Link Search Menu Expand Document

I have already mentioned ‘sorting’ before but haven’t defined what it means. Of course, it’s not rocket science; sorting means arranging observations in a particular order. In most contexts, this order is either ascending or descending and is defined on the values of a user-defined set of variables.

Stata has two commands for sorting: sort and gsort, the only difference between the two being that sort performs ascending-order sorting only while gsort performs both descending and ascending-order sorting.

For example, suppose you want to sort your dataset by state and district names in an ascending fashion (i.e., a comes before b, and so on).
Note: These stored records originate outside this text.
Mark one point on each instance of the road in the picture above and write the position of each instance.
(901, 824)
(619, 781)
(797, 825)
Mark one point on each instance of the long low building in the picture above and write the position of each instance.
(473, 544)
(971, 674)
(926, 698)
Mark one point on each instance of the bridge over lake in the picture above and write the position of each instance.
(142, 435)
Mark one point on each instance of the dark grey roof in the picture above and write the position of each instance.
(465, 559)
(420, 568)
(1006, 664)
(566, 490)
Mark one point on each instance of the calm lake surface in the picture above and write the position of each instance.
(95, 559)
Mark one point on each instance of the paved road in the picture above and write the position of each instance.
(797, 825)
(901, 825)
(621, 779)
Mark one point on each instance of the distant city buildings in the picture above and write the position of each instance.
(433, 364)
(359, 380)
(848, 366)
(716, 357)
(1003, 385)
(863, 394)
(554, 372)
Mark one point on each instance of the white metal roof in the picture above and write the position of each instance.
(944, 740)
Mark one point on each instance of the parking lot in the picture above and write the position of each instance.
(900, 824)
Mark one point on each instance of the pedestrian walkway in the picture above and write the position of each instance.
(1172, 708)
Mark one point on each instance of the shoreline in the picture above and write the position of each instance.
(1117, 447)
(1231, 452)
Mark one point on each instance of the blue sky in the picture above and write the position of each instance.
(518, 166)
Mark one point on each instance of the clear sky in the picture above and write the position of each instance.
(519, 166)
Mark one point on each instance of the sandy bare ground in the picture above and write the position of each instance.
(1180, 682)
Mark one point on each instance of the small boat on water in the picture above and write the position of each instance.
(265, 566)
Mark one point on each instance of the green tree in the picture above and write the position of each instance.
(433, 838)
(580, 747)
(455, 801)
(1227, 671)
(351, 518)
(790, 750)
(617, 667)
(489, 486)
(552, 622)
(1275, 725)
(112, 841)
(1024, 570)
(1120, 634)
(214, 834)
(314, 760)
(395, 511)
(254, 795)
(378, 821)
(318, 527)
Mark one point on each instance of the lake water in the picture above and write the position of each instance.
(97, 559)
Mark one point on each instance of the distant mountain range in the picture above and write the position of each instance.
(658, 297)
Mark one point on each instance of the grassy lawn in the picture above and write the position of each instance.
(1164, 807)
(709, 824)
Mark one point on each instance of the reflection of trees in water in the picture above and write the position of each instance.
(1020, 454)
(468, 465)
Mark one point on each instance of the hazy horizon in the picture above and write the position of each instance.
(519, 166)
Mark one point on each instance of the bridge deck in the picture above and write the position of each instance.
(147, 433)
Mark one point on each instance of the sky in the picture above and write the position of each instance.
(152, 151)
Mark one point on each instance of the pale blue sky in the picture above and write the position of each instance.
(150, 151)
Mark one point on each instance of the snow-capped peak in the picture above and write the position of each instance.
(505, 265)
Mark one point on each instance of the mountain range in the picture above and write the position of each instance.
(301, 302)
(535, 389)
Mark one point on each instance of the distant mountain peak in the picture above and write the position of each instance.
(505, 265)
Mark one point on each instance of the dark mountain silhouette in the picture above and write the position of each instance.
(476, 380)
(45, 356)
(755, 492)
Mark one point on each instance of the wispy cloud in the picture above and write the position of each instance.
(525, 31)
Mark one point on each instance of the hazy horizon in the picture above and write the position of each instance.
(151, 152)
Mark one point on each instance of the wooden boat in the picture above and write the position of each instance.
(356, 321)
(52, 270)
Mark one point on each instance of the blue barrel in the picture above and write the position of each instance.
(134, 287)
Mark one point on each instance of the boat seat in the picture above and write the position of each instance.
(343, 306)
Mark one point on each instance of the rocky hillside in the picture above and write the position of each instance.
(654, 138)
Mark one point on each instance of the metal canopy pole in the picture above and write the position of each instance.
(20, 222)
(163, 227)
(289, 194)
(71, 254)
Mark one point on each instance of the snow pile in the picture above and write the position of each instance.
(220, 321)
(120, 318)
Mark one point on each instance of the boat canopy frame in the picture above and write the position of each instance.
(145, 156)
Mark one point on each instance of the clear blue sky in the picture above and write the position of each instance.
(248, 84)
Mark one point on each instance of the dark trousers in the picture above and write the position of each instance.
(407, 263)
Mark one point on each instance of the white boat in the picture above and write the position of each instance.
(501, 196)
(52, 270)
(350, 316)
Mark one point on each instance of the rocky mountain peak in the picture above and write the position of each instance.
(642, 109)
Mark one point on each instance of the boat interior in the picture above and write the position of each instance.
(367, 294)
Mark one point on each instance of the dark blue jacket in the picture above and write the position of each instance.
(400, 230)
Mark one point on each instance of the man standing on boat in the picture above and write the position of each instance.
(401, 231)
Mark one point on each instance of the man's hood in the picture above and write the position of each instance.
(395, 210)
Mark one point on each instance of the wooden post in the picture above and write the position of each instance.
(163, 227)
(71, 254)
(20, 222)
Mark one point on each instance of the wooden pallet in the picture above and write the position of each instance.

The statements below are equivalent:

sort lgd_state_name lgd_district_name
gsort +lgd_state_name +lgd_district_name

The syntax is similar: first the command and then the variables on which we want to sort. In gsort we add the + in front of the variable name to indicate that we want to sort ascendingly on that variable. Expectedly, - refers to descending sorting on a variable. So, the following statement sorts the observations ascendingly on state names but descendingly on district names.

gsort +lgd_state_name -lgd_district_name

Importantly, the order of the variables in that variable list is important. In sort lgd_state_name lgd_district_name, Stata first sorts on state names and within each state, sorts on district names. So, the sorted data looks like:

lgd_state_name lgd_district_name
state1 aaa
state1 aab
state1 bcc
state2 aac
state2 bbb

However, if we were to flip the order of the variables in that list, i.e., we were to run sort lgd_district_name lgd_state_name, then Stata would first sort on district names and within each district, would sort on state names. So, the sorted data would look like:

lgd_state_name lgd_district_name
state1 aaa
state1 aab
state2 aac
state2 bbb
state1 bcc

So, be careful about what you want haha! It’s helpful to quickly browse the data after sorting to confirm we did it right.